The game generated coverage in newspapers overseas, such as the Daily Mirror, of London, which had a decidedly British take: “Despite not having the loud backing of their fans, the Orioles rallied to a commanding 8-2 victory. It was the only match played between the two this week with the other two clashes postponed due to the continued civil unrest in the American city.”

Fans may have been shut out from the “match,” but some still got a peek at the action, congregating outside the gate behind the bleachers in left-center field. They chanted, “Let’s go, O’s!” a quiet rallying cry on a quiet day. “They were heard,” said a smiling Showalter.

So were the reporters up in the press box, apparently. “I could hear every word you all were saying up there,” the manager told reporters, adding that the game “was kind of like instructional league, Gulf Coast League, Arizona League.”

“It was weird,” said White Sox second baseman Micah Johnson. “You can’t compare it to anything. It was definitely weird. It was quiet, there’s nothing going on. You hear everything. The atmosphere, it’s just not how baseball is (supposed) to be played.”

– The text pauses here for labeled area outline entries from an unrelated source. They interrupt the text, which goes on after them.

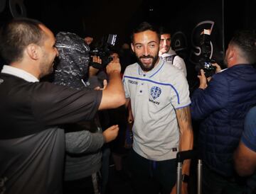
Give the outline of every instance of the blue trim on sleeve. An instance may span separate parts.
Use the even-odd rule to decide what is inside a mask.
[[[177,98],[178,98],[178,104],[180,104],[180,100],[179,100],[179,96],[178,93],[178,91],[176,91],[176,89],[174,88],[174,86],[170,84],[165,84],[165,83],[159,83],[155,81],[152,81],[148,79],[142,79],[142,78],[139,78],[139,77],[134,77],[134,76],[124,76],[124,79],[125,78],[131,78],[131,79],[138,79],[138,80],[142,80],[142,81],[149,81],[149,82],[152,82],[156,84],[159,84],[159,85],[163,85],[163,86],[171,86],[171,88],[172,88],[174,89],[174,91],[175,91],[175,93],[177,95]]]

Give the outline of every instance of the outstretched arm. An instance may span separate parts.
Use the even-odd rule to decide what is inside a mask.
[[[102,91],[102,98],[99,110],[114,108],[125,103],[125,96],[121,76],[121,65],[119,59],[110,62],[107,66],[109,83]]]
[[[176,110],[177,120],[180,130],[179,151],[193,149],[193,133],[191,124],[190,107],[186,106]],[[182,164],[182,174],[189,175],[190,160],[185,160]],[[174,188],[171,193],[176,193],[176,186]],[[182,183],[182,193],[187,193],[187,183]]]

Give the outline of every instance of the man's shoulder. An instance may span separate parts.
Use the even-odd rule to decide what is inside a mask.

Republican presidential candidate Jeb Bush, whose brother, former President George W. Bush, once owned the Texas Rangers, criticized the decision to shut out fans. “I’ll just say it sends the wrong signal not to have a baseball game with people in it,” Bush said at a National Review summit. “I think we need to recognize that life doesn’t just get paralyzed when these tragedies occur. You can’t allow that to happen because it might create more of them.”

On Twitter, people referred to the game with #ghostgame.

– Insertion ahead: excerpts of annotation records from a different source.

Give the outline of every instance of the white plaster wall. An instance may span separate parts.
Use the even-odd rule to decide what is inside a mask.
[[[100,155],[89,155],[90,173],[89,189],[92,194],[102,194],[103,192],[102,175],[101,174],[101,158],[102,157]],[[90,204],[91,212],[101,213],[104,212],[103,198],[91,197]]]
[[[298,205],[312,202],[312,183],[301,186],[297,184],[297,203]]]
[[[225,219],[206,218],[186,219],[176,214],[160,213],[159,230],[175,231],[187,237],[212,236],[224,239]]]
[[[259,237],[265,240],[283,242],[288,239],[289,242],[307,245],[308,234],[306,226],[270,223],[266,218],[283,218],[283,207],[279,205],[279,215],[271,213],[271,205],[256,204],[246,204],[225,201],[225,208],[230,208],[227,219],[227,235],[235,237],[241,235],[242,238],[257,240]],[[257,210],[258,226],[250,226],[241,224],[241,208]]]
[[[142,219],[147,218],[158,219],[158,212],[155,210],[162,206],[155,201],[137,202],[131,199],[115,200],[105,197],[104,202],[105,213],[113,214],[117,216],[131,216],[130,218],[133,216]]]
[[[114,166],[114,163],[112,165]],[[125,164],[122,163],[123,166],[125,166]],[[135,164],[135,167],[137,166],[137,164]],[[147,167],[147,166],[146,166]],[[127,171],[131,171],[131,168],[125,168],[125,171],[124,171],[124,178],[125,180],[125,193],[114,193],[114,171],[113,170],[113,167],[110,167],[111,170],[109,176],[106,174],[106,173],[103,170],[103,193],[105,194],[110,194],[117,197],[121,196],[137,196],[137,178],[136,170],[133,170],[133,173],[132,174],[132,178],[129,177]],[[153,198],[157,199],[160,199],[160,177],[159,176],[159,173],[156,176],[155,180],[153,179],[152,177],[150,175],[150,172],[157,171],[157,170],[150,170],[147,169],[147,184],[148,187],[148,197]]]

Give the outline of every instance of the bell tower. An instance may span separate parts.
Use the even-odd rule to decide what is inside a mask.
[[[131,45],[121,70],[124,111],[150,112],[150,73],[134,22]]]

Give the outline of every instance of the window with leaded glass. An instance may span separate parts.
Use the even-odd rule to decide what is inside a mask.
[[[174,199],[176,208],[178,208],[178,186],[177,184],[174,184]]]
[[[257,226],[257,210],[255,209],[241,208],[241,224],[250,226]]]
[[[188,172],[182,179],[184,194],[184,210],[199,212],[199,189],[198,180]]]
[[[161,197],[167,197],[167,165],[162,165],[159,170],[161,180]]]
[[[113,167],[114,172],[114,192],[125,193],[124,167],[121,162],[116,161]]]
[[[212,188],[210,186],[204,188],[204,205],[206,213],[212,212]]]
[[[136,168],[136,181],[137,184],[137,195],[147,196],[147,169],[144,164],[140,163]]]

If it felt like a ghost game, maybe that’s because the home team was channeling the ghosts of its past. Before moving to Baltimore in 1954, the franchise was based in St. Louis and went by the fittingly nondescript name Browns. The team, playing second fiddle to the city’s more popular Cardinals, often ranked near the bottom of the American League standings – and attendance. Last year, the Orioles averaged more than 30,000 fans a game, but back in St. Louis, the team often played to a nearly empty ballpark.

The Browns never drew more than a million fans in any season, and in 1953, their last year in St. Louis, they drew just 297,000 fans. The next year, as the Orioles, the franchise more than tripled its attendance to 1.06 million despite both teams posting identical records of 54-100. By the 1990s, the Orioles were consistently drawing more than three million fans per season at Camden Yards.

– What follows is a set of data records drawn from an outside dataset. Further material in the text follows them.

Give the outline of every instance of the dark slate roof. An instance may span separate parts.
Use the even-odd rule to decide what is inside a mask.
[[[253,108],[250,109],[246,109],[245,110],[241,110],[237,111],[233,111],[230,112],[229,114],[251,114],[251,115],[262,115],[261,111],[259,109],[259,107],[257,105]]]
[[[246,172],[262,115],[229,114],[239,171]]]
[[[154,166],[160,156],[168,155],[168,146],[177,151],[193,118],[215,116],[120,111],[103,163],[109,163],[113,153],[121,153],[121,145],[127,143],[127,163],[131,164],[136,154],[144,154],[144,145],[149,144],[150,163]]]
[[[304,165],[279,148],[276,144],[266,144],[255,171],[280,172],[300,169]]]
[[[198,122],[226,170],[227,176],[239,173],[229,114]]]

In their half-century in St. Louis, the Browns won just one pennant, in 1944, but even that season drew only 508,000 fans. (The team lost the World Series to the Cardinals, four games to two, with all six games played at old Sportsman’s Park.) Even that measly half-million fan total represented one of the best attendance figures in Browns history.

Consider the 1935 season, in the middle of the Great Depression, when the Browns drew just 80,922 fans for the entire year – fewer than the Orioles now bring in for a typical weekend series. Rogers Hornsby, one of the greatest hitters of all time, led the Browns as player-manager, but at 39 he didn’t have much to offer as a player anymore, batting just .208 in 24 at-bats (150 points below his career average). He didn’t have much success as a manager that year, either, as the Browns finished in seventh place in the eight-team American League, 28-1/2 games behind first-place Detroit. The Philadelphia Athletics, another baseball club in a two-team city, came in last place but still managed to draw nearly three times as many fans as the Browns.

On April 30, 1935, the reported attendance was 1,000 fans for the Browns’ game with Detroit. Attendance wasn’t reported for the game on the preceding day, which was exactly 80 years before last week’s closed game at Camden Yards. But given the fact that the Browns lost said game 18-0 — with a resounding nine runs scored in the top of the eighth to emphatically lay the hammer on the Browns — it’s a safe bet that even this tiny crowd had significantly thinned out by the game’s final inning, and the Browns’ old ballpark in St. Louis was almost as quiet as its future home would be on the same day eight decades later.